Graduation was held was held the next afternoon at Municipal Auditorium. Martin Sheen, a radical Catholic of the sort who are no longer invited to give commencement speeches at Catholic colleges, gave the commencement address.
The oh-so-sure-of-himself 21-year-old mugging it up for you here is, in fact, me. In a matter of days, I’d be packing up clothes, cassettes, an Apple Macintosh Plus com-poo-tor, a bunch of books, and making my way to Los Angeles with about $650 in my checking account, to look for an apartment, start a summer internship, and get my officially grown-up life started.
Even now, I still have that cliché anxiety dream, about twice a month, where there’s a class or final exam I forgot about, and I run around in a panic trying to correct my transcript. Diploma revoked! Oh no! The dream usually ends when I accidentally step in front of one of these.
The glasses and the hairdon’t? I’ll just have to own it. Though in my defense I would like to submit to the court a few issues of the old, original Details magazine. I would also like to play Depeche Mode’s Music for the Masses, the Smiths’ Louder Than Bombs, They Might Be Giants’ Flood, and XTC’s Oranges and Lemons for the jury, while also pointing out to them that the No. 1 song on the charts this particular week was “Vogue,” and then see if they’re not with me.
What the kid in this picture doesn’t know about life could fill several cardboard boxes — boxes he doesn’t have room to take anyhow. Long story short, everything seems to have worked out okay.

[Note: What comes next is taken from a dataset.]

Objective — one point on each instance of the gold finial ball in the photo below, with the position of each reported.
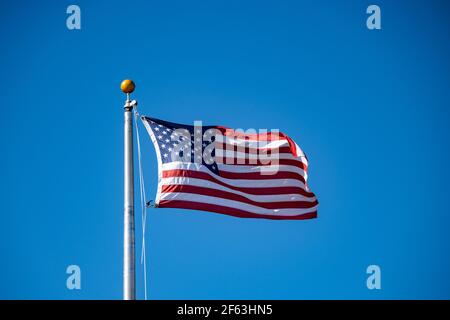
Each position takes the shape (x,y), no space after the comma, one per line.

In that circular way the universe has of bringing it all back around again, my niece and nephew (the twins), who were fussy toddlers at my graduation (sorry for the noise, Martin Sheen), are graduating this week from George Washington University here in D.C., and from Goucher College, up I-95 in Towson, Md.
[Insert tedious and unlistened-to lectures about life and dreams here.]
I’m sure I’ll get a nice long dose of inspirational wisdom this week, between various baccalaureate and departmental ceremonies at both colleges. One of the commencement speeches will be from some lady.